不过嘛,像琉璃这种级别的花魁,第一次的价格绝不可能止步于此。
果然,才不过两三息的工夫,已经又有豪客出价,“一百五十两,爷我别的没有,就是有钱!”
当然了,今天来松竹馆的不光都是有钱的大爷,那些自负才华出众的才子,此刻也是一个个埋头奋笔疾书起来。
眼见有此情形,张辂摇了摇头道:“这世上土豪可真多,这些人都跟钱有仇吗?一百五十两够娶好几个媳妇了吧?没事来青楼砸钱,这不是疯了吗?”
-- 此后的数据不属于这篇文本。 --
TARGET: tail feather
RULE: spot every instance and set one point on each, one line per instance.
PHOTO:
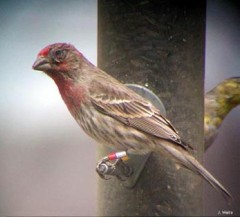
(185, 158)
傅让却是笑着答道:“人生在世,谁还不在意自己的脸面?在松竹馆一掷千金博得红颜一笑,这才不负人间走一遭,这才畅快,再说琉璃姑娘是一般的姑娘能比的吗?人家琉璃姑娘可是诗词歌赋样样精通,那模样那身段也是万中无一上上之选。”
张辂却撇撇嘴,道:“傅三哥把琉璃姑娘说得这么好,干脆娶回家吧。”
这句话可是令傅让一口酒还没进肚便咳了出来,他咳了好久,这才起身说道:“娶妻是娶妻,花钱风流是花钱风流,这完全是两回事,怎么能混作一谈,再说琉璃姑娘再好,也不过是青楼女子,若只是清倌人还有可能被纳为妾,今日琉璃姑娘已经挂牌,此后想进咱们勋贵人家恐怕也是没有可能喽。”
两人正说着,场间出价已经到了三百两,傅让也是倚着栏杆,直接出价道:“五百两!”
这一出价,立刻吸引了场间所有人的目光,在青楼寻欢是雅事,为花魁砸钱也是雅事,人们断然不会因为别人出价比自己高而心生怨念,在青楼争风吃醋传出去也不好听。
傅让也是迎着众人的目光拱了拱手。
张辂则暗自摇了摇头,心中已经批判了无数次万恶的封建社会。